Primary and secondary outcome measures
PISs/ICFs were assessed for length, approximate reading time and subsection content. Readability and language complexity were assessed using Flesch-Kincaid Grade Level (FKGL) (range 1-18; higher is more complex), Gunning-Fog (GFOG) (range 1-20; higher is more complex) and Flesch Reading Ease Score (FRES) (range 0-100; below 60 is ‘difficult’ for comprehension).
Results
13 documents were analysed with a median length of 5139 words (range 1559-7026), equating to a median reading time of 21.4 min (range 6.5-29.3 min) at 240 words per minute. Median FKGL was 9.8 (9.1-10.8), GFOG 11.8 (10.4-13) and FRES was 54.6 (47.0-58.3). All documents were classified as ‘difficult’ for comprehension and had a reading age of 14 years old or higher.
Conclusions
All PISs/ICFs analysed contained literary complexity beyond both recommendations and the reading level of many in the UK population. Researchers should seek to improve communications to improve trial volunteer comprehension and recruitment.

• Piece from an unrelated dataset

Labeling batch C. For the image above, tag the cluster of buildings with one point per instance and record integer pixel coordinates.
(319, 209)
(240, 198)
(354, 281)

Cancer Patient Perspectives on Clinical Trial Discussion and Informed Consent Through Telemedicine
Original Reports
Yasin Khadem Charvadeh, Sahil D. Doshi, Kenneth Seier, Erin M. Bange, Bobby Daly, Allison Lipitz-Snyderman, Fernanda C.G. Polubriaginof, Michael Buckley, Gilad Kuperman, Peter D. Stetson, Deb Schrag, Michael J. Morris, Katherine S. Panageas
JSO Oncology Practice, 18 March 2025
Abstract
Purpose
Clinical trials are integral for patients with cancer but remain inaccessible to many because of barriers including geographic and transportation challenges. This study aimed to evaluate cancer patients’ preferences for telemedicine versus in-person visits for clinical trial discussions and informed consent (IC).
Methods
An electronic survey was administered to first-time telemedicine users at Memorial Sloan Kettering Cancer Center from 2021 to 2023. The survey assessed patients’ preferences for telemedicine versus in-person visits for the IC process and their comfort with discussing clinical trials virtually. The primary outcome was the proportion of patients who indicated that they preferred a telemedicine visit for the IC process. Patient comfort and preference for discussing clinical trials through telemedicine versus an in-person visit was also explored. Structured responses provided quantitative data over the 2021-2023 observation period and demographic variations. To gain a more detailed understanding, unstructured free-text responses describing clinical trial discussions were also analyzed through language modeling.
Results
Overall, 57% of patients (540/955) preferred telemedicine, 26% (249/955) had no preference, and 17% (166/955) preferred in-person visits for the IC process. The preference for telemedicine remained consistent across the 2021-2023 observation period. Most patients reported no difference between a telemedicine versus in-person visit for clinical trial discussion, including asking questions, sharing concerns, declining participation, and asking for more time to make a decision. Language modeling analysis revealed areas for improvement.
Conclusion
A majority of patients at a comprehensive cancer center who participated in clinical trial discussions through telemedicine reported a preference for telemedicine to complete the IC process. Telemedicine thus represents a valuable tool for reducing barriers to clinical trial participation, particularly in reducing travel and time barriers.